Бедный Моз! И бедная Эффи. Чего-то подобного следовало ожидать. Я очень старалась заставить Эффи забыть все, что она делала в состоянии транса, – ей бы это лишь навредило. Но оказалось, что моя власть над ней куда слабее, чем я думала. Многие верят, что настоящий гипнотизер способен заставить человека сделать почти что угодно – это неправда. Марта была Эффи во всех смыслах, или, если хотите, Эффи превратилась в Марту. Мне нравится думать, что они с моей Мартой были каким-то образом связаны, – возможно, благодаря их общему опыту с Генри. Мне нравится думать, что Эффи была наделена даром ясновидения и моя Марта могла говорить со мной, прикасаться ко мне через нее… Но я осознаю́, что голос разума говорит другое. Этот злорадный ледяной голосок говорит, что Марта родилась благодаря внушению и зависимости Эффи от опия, что она видела лишь то, что я хотела ей показать, и действовала только по моим указаниям. Может, и так.

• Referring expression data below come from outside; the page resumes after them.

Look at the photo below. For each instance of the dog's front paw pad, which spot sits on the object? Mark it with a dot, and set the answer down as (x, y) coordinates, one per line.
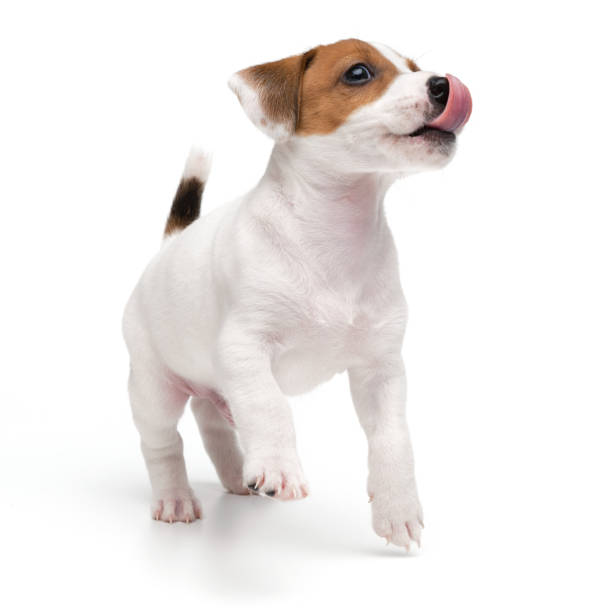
(275, 477)
(399, 524)
(176, 507)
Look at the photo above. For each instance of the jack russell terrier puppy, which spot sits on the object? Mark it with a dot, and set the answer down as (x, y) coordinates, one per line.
(293, 283)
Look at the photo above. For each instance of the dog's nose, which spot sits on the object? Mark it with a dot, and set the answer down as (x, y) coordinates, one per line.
(438, 89)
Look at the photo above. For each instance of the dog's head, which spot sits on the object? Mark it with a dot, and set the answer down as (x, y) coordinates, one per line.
(357, 104)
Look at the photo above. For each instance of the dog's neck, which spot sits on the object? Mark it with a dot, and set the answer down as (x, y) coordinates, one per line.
(338, 216)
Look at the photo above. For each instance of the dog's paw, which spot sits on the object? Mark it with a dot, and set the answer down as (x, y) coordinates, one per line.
(276, 476)
(398, 519)
(176, 506)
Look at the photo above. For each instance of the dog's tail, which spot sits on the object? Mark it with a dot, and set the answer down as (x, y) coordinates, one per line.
(186, 204)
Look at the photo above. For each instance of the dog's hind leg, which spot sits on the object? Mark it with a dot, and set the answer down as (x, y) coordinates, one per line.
(220, 441)
(157, 406)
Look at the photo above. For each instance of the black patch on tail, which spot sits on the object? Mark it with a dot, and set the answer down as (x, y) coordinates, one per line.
(186, 205)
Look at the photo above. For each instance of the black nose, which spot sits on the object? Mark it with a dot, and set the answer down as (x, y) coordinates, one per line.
(438, 90)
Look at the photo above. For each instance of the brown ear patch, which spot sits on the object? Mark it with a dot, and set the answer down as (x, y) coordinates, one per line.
(326, 101)
(278, 86)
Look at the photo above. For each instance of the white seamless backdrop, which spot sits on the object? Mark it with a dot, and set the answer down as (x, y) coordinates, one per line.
(505, 259)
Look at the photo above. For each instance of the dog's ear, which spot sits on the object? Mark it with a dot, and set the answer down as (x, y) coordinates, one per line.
(270, 94)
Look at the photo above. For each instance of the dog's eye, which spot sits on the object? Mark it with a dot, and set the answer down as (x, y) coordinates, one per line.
(357, 74)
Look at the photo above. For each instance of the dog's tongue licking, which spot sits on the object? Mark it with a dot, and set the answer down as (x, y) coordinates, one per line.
(458, 107)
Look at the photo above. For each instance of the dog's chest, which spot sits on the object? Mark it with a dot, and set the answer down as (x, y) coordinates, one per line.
(327, 337)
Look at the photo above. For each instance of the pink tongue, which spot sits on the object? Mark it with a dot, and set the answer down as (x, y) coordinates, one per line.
(458, 108)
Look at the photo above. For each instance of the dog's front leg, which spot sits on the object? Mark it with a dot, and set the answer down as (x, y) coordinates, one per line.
(379, 395)
(262, 416)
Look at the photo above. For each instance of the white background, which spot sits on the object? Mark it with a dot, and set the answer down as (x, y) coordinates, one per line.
(505, 260)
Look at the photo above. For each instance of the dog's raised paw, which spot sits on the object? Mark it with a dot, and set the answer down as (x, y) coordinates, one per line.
(399, 521)
(178, 506)
(275, 476)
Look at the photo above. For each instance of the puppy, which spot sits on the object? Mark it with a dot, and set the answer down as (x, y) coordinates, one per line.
(291, 284)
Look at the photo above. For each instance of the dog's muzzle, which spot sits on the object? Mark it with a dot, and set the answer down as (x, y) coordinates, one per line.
(454, 98)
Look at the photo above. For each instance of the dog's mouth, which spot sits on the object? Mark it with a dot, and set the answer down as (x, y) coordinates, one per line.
(432, 133)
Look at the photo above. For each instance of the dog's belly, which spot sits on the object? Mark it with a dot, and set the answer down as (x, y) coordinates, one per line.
(308, 360)
(299, 370)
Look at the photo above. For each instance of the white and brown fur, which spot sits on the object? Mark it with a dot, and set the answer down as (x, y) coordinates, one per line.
(291, 284)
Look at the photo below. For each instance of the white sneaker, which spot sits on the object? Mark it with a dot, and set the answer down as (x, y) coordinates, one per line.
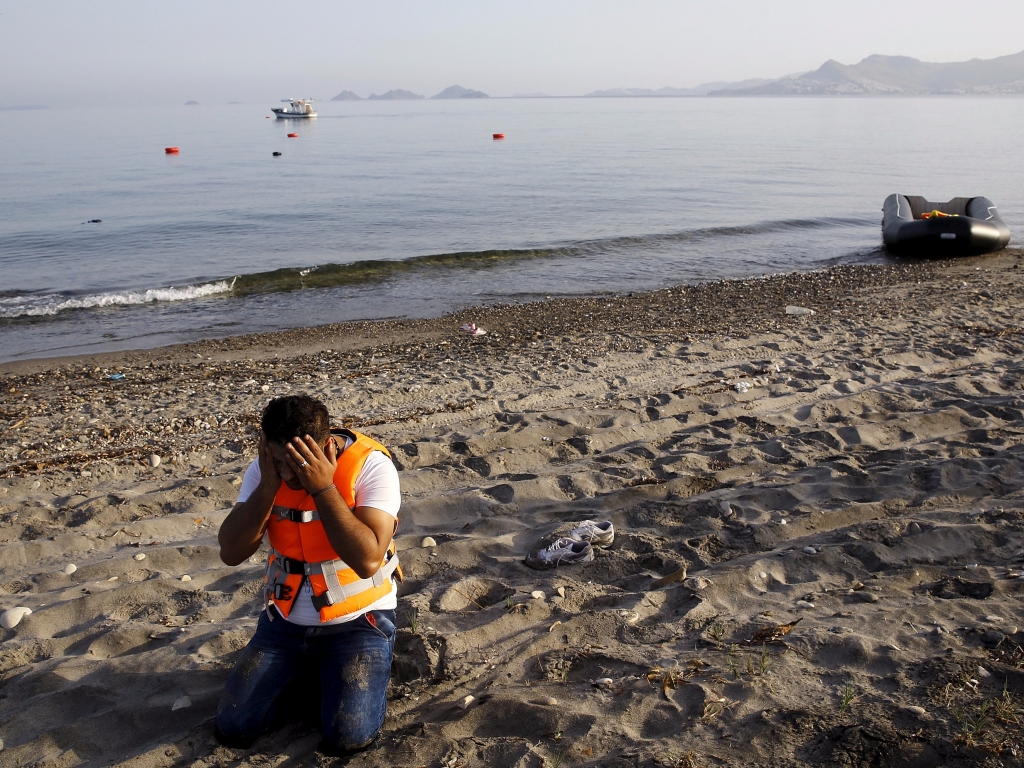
(561, 552)
(598, 534)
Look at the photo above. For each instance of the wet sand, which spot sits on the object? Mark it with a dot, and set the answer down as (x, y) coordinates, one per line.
(819, 529)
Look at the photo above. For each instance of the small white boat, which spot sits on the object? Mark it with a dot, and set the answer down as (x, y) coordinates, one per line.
(297, 108)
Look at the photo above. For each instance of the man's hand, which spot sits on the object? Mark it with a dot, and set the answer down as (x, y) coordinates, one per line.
(311, 466)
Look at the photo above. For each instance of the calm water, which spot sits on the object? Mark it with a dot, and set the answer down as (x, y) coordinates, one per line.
(411, 209)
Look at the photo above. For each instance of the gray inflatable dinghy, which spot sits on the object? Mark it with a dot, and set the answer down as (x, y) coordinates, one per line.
(964, 226)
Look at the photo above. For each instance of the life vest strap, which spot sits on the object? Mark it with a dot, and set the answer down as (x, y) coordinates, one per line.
(337, 593)
(296, 515)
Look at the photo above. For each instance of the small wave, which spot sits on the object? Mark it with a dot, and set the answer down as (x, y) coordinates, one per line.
(39, 305)
(327, 275)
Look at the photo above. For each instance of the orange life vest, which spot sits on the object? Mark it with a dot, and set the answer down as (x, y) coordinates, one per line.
(299, 547)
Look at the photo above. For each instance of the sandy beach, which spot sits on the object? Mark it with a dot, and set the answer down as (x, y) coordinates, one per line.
(819, 529)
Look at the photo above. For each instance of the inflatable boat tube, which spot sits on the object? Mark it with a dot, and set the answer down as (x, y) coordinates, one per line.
(964, 226)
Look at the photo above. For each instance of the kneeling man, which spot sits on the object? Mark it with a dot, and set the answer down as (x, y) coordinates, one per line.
(328, 501)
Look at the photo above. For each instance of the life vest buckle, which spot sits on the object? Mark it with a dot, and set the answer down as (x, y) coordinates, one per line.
(292, 566)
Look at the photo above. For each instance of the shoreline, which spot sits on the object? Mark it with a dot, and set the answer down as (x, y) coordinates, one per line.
(552, 313)
(819, 528)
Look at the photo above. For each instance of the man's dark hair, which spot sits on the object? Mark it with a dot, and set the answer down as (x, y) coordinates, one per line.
(294, 416)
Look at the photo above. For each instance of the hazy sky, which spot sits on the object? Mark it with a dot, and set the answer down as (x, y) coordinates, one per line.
(70, 51)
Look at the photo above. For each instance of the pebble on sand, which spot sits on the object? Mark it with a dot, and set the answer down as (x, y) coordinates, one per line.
(12, 616)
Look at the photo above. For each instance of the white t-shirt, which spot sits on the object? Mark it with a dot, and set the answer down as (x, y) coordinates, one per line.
(377, 486)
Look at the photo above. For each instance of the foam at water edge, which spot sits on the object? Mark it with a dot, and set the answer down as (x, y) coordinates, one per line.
(40, 305)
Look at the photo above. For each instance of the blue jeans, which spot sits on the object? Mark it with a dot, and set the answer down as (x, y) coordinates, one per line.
(351, 660)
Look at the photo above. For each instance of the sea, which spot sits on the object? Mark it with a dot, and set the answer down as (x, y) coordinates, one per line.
(413, 209)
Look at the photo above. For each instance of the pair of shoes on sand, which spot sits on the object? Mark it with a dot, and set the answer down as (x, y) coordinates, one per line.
(577, 546)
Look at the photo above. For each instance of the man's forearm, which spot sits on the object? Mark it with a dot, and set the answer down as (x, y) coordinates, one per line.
(351, 539)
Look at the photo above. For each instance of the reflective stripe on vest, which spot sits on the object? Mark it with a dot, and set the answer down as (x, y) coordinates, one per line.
(299, 547)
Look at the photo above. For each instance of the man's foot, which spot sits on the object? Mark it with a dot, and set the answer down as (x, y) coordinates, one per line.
(598, 534)
(561, 552)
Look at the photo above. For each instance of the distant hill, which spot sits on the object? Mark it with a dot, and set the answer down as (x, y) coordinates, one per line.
(395, 95)
(896, 75)
(700, 90)
(457, 91)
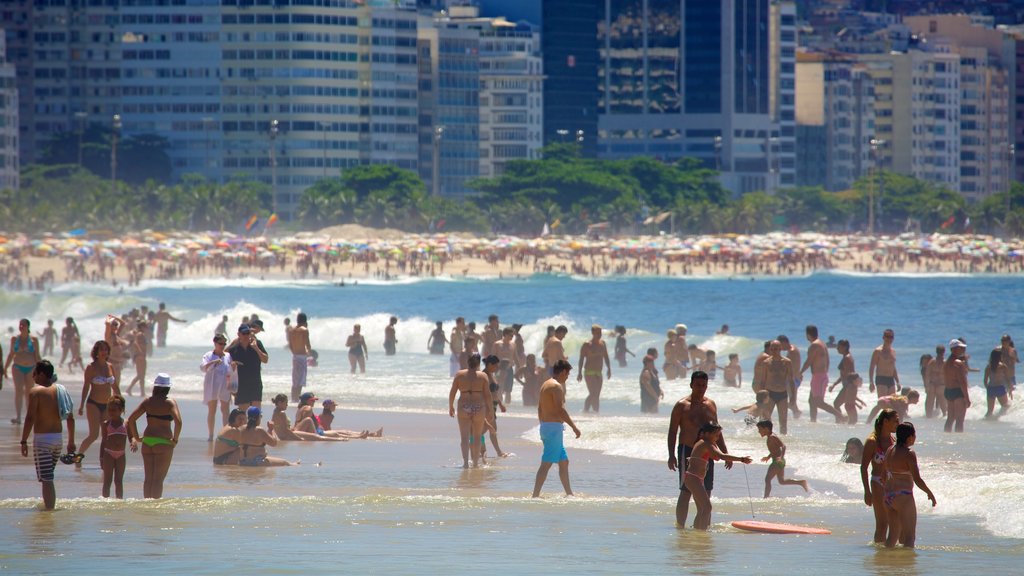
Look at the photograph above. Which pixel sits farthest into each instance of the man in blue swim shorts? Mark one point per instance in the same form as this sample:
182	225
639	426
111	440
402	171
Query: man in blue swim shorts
553	416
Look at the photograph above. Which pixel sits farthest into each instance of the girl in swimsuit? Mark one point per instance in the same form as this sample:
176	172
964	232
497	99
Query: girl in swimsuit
99	386
473	388
24	354
227	449
254	441
902	474
705	449
875	456
160	440
112	448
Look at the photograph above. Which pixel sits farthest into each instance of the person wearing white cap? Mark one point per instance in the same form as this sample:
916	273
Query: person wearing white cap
954	377
159	440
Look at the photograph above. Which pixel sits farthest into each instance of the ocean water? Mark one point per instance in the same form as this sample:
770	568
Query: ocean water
401	504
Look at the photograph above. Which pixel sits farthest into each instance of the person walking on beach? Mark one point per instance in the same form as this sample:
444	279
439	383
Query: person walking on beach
902	474
776	453
554	350
474	397
96	392
777	373
49	403
160	437
817	361
954	377
298	343
552	414
688	415
249	356
594	357
163	317
436	341
68	334
873	457
23	356
882	372
357	352
697	467
390	339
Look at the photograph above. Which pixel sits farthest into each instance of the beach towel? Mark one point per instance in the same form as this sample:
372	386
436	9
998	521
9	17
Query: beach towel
65	404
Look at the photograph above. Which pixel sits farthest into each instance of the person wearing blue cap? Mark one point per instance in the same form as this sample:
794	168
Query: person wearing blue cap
254	441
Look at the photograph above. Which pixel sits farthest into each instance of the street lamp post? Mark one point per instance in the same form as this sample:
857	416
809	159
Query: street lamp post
114	153
435	178
870	184
80	120
273	167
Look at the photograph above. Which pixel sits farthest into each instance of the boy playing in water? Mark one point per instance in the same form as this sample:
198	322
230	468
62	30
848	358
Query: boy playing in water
776	453
732	372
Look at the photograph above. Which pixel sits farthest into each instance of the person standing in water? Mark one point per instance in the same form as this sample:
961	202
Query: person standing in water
882	372
24	355
553	416
594	357
48	405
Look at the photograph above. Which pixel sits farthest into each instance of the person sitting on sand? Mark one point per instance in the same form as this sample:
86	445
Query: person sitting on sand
902	474
282	426
227	448
254	441
898	402
776	453
327	418
705	449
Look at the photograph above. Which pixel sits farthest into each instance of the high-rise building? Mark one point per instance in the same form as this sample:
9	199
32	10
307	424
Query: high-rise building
450	105
8	122
511	89
987	82
711	80
569	48
918	114
835	120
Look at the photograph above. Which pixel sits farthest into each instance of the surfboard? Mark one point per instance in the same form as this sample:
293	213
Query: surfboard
776	528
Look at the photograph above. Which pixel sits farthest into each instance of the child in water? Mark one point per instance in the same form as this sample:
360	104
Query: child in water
705	449
901	470
732	372
776	453
113	446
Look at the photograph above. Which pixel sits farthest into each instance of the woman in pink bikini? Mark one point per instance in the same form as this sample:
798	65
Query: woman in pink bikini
705	449
113	446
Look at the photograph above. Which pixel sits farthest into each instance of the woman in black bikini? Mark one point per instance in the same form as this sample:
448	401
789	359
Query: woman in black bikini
98	387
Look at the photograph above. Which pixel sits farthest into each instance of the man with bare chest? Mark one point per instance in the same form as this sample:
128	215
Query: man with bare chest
688	415
882	372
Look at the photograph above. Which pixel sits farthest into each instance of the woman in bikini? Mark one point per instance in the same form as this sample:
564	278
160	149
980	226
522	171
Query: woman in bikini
138	359
227	449
254	441
902	474
24	354
875	456
705	449
473	388
98	387
113	446
160	439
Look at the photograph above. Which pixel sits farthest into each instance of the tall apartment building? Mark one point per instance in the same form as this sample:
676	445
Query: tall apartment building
835	120
988	78
450	105
918	114
569	48
9	164
511	89
712	80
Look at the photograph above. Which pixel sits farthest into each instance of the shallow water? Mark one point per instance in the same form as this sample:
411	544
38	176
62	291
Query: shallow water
401	504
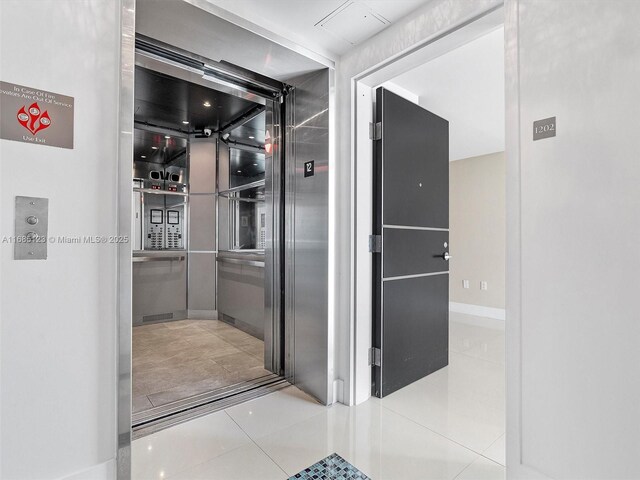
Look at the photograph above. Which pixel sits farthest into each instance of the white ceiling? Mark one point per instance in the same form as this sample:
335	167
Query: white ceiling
466	87
305	22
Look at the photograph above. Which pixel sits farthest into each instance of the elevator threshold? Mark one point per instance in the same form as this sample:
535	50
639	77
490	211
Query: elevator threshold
155	419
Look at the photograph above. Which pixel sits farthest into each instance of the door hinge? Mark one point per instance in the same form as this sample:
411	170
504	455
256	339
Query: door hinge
375	131
375	243
375	357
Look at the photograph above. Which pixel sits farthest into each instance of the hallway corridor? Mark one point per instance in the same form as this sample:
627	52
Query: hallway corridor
449	425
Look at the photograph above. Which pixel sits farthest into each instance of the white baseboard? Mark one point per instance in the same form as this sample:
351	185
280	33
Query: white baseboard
103	471
487	316
203	314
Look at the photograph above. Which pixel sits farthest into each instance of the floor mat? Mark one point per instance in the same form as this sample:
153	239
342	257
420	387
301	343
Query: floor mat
334	467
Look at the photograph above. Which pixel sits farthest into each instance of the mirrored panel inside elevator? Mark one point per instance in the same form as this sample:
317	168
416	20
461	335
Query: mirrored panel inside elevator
200	227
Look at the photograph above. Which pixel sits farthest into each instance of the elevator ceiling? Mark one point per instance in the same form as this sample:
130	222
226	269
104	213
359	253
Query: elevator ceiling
170	102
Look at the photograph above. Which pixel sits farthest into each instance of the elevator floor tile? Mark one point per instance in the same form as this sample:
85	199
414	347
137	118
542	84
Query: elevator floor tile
176	360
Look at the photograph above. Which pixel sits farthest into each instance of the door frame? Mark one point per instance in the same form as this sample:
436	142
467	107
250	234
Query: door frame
486	19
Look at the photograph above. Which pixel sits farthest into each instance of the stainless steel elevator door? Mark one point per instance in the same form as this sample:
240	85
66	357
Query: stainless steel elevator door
411	214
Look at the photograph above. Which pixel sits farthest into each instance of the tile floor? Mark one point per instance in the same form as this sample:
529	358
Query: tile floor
449	425
175	360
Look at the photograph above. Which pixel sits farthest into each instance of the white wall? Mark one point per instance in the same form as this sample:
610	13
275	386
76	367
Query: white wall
477	222
574	232
58	316
408	33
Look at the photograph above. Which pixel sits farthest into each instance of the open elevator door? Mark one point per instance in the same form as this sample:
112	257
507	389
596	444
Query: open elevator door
241	88
410	243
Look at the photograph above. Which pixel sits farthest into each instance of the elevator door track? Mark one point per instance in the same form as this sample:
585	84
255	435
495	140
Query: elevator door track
165	416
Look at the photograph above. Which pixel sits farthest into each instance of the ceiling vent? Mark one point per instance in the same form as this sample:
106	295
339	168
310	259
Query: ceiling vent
353	22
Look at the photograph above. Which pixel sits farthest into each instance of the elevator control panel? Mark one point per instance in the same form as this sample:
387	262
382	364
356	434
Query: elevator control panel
261	219
174	229
31	228
155	229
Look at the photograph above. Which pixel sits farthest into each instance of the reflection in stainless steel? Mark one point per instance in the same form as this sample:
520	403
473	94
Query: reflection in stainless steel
309	255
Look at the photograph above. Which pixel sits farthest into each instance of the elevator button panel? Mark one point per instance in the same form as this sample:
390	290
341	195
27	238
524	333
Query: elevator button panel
31	228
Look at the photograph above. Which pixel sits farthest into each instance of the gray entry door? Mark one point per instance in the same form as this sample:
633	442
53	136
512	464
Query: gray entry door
411	218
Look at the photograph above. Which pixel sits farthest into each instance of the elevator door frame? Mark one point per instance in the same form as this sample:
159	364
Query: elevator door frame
177	63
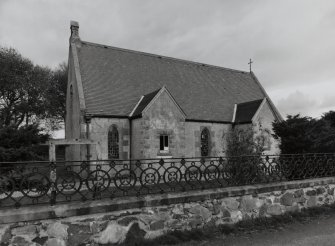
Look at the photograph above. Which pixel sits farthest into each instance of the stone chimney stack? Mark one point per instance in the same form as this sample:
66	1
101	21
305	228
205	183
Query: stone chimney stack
74	31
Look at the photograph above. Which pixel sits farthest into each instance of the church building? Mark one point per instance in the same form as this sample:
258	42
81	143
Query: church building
136	105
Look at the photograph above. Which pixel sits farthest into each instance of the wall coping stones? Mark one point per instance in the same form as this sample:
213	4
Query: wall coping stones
30	213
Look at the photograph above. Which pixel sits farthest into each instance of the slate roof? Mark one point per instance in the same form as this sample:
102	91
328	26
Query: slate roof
114	80
144	102
245	111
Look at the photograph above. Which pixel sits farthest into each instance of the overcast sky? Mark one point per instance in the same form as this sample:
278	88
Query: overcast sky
292	43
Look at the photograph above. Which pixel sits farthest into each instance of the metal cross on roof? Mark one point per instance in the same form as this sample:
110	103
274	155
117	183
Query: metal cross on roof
250	62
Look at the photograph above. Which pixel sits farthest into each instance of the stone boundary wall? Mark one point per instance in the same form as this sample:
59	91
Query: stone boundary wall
156	215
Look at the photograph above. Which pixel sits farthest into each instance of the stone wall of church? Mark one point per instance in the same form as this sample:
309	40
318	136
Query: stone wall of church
217	141
137	139
264	122
163	117
99	128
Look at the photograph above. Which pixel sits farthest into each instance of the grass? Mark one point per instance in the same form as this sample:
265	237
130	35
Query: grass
252	225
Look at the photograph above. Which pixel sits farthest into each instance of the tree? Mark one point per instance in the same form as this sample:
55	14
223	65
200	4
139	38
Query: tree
30	93
305	134
32	98
22	87
56	96
246	141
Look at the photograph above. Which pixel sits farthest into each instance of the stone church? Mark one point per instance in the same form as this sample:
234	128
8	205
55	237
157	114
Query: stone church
136	105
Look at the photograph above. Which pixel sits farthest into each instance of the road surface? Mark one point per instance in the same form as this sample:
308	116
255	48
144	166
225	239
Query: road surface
317	231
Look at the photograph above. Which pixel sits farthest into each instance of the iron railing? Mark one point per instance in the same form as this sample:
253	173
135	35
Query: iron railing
28	183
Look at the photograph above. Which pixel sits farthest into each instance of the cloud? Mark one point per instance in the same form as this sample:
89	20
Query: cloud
297	103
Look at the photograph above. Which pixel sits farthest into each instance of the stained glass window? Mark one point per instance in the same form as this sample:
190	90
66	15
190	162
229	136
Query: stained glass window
113	143
204	139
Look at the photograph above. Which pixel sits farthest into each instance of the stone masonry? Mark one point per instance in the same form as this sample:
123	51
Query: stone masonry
151	222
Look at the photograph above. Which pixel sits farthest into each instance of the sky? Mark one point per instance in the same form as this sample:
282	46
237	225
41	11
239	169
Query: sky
291	42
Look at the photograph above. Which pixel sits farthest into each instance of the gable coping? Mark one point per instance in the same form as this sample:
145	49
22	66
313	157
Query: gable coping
138	103
272	107
259	110
78	76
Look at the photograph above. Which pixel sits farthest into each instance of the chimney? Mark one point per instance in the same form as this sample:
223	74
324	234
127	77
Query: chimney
74	31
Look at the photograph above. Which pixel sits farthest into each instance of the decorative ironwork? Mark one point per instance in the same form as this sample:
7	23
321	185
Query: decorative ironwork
43	182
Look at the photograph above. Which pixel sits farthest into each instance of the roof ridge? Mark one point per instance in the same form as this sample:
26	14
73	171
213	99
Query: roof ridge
251	101
165	57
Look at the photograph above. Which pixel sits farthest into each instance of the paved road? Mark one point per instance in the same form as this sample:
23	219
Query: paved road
318	232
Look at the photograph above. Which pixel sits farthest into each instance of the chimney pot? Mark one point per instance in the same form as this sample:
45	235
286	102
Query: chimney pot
74	26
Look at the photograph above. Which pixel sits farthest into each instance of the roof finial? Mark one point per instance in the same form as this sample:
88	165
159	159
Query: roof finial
250	62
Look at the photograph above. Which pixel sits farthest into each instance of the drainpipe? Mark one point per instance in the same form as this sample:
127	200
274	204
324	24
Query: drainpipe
88	147
130	137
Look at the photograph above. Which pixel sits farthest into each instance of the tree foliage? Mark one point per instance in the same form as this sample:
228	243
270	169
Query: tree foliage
246	141
30	93
32	98
306	135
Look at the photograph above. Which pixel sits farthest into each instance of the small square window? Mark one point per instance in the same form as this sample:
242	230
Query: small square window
164	143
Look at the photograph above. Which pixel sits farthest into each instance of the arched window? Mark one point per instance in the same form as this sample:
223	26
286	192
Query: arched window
113	143
204	140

Голос разума чем-то напоминает мне голос Генри Честера – слабый и раздражительный. Я вам вот что скажу: сегодняшняя наука – это вчерашняя магия, а сегодняшняя магия может завтра стать наукой. Любовь – единственная постоянная в этом суровом рациональном мире, любовь и ее темная половина, ненависть. Можете мне не верить, но мы вызвали Марту, Эффи и я, из любви и ненависти, мы приютили ее, и она позволила нам взглянуть на тайну. Вы можете думать, что я просто использовала Эффи – уверяю вас, это не так. Я люблю ее, как собственную дочь, и знаю, что они обе – два лица одной женщины. Все вместе мы – три в одной, эринии, неразделимые и непобедимые, связанные любовью. Это любовь подсказала мне заставить Эффи забыть то, что я ей показала, и любовь снова привела ее к нам, когда она нуждалась в матери и сестре. Я знала, что когда-нибудь это случится. Просто это случилось раньше, чем я думала.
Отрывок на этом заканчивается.